The proposed dataset is described as “multimodal,” but what modalities does DeepCircuitX include besides text? Does multimodality mean that AST and CDFG are graph formats like PNG or something else?
PPA should be reported by an open-source tool like Yosys. DeepCircuitX uses DC to report PPA, which may introduce difficulties for future in-depth research.

Experiments

The experiments in this paper do not adequately demonstrate the quality of the proposed DeepCircuitX dataset.

问题

Dataset

Why is RISCV a separate level from chip-level, IP-level, and module-level?
Why not use AST to divide RTL code into distinct functional blocks? Regular expressions and LLMs are not good parsers.
In Table 2, what is the difference between module-level and repo-level descriptions for a module-level design? Why do RISCV and module-level designs lack block-level descriptions?
For RTL code completion, completing from incomplete code that contains more than just the module header seems more meaningful.
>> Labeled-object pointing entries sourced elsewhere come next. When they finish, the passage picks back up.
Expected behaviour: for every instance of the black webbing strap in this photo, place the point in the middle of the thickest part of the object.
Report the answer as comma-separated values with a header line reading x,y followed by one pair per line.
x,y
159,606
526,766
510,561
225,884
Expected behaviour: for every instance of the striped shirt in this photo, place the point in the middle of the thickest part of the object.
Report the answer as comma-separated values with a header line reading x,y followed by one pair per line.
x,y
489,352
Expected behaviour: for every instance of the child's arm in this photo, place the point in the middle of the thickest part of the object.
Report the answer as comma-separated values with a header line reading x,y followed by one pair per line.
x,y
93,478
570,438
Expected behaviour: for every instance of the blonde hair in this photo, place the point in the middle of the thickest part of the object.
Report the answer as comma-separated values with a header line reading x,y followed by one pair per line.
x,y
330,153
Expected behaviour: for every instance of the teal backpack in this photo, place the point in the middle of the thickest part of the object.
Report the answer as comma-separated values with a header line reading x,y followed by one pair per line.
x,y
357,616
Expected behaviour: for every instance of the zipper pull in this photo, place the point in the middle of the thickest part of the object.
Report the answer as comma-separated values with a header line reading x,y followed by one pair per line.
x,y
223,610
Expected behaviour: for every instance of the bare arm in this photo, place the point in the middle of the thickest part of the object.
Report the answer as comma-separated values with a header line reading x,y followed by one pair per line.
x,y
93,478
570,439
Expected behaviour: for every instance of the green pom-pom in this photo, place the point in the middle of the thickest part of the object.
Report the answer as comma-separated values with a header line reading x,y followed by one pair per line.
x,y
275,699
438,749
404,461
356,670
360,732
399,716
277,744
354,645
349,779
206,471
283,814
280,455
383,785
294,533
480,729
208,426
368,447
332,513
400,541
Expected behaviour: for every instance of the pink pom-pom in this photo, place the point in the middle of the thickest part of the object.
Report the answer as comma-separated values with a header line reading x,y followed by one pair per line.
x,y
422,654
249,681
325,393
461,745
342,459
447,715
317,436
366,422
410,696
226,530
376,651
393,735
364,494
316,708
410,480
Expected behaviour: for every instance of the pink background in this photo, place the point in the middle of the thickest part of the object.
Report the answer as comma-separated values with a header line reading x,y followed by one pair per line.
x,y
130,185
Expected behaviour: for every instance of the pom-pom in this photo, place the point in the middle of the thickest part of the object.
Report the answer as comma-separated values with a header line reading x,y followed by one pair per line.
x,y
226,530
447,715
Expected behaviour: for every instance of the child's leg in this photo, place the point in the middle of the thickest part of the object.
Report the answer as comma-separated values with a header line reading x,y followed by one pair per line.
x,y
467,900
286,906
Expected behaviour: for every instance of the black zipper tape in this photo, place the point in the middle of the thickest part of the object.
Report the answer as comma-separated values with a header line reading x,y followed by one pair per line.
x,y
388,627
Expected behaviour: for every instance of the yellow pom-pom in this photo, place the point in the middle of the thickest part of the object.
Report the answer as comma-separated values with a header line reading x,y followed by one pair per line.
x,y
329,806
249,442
Why is only the module header typically provided?
Does each design contain multi-level natural language descriptions and synthesized netlists?
Does DeepCircuitX separate the original design Verilog and testbench?

Experiments

For human evaluation, please showcase some annotations of scores 1, 2, 3, and 4. Scores in Table 4 are meaningless without examples showing which annotations score 4 and which score 1, especially since large language models often output misleading content.
For RTL code understanding, please provide details of the training and test datasets.
For RTL code completion and generation, how many codes (n in pass@k metric) are sampled to calculate pass@k? To my knowledge, pass@k differs from the correctness of the model’s top k outputs.
Before training, did DeepCircuitX deduplicate RTLLM and VerilogEval for RTL code completion and generation?
In Table 6, code completion and code generation are two tasks according to 3.2.2, but why is only one result presented? It seems that pass@1 and pass@5 are lower than RTLCoder when fine-tuning CodeLlama. Does this mean DeepCircuitX is lower quality compared to the dataset proposed by RTLCoder?

撤稿通知

2024-11-20

I have read and agree with the venue's withdrawal policy on behalf of myself and my co-authors.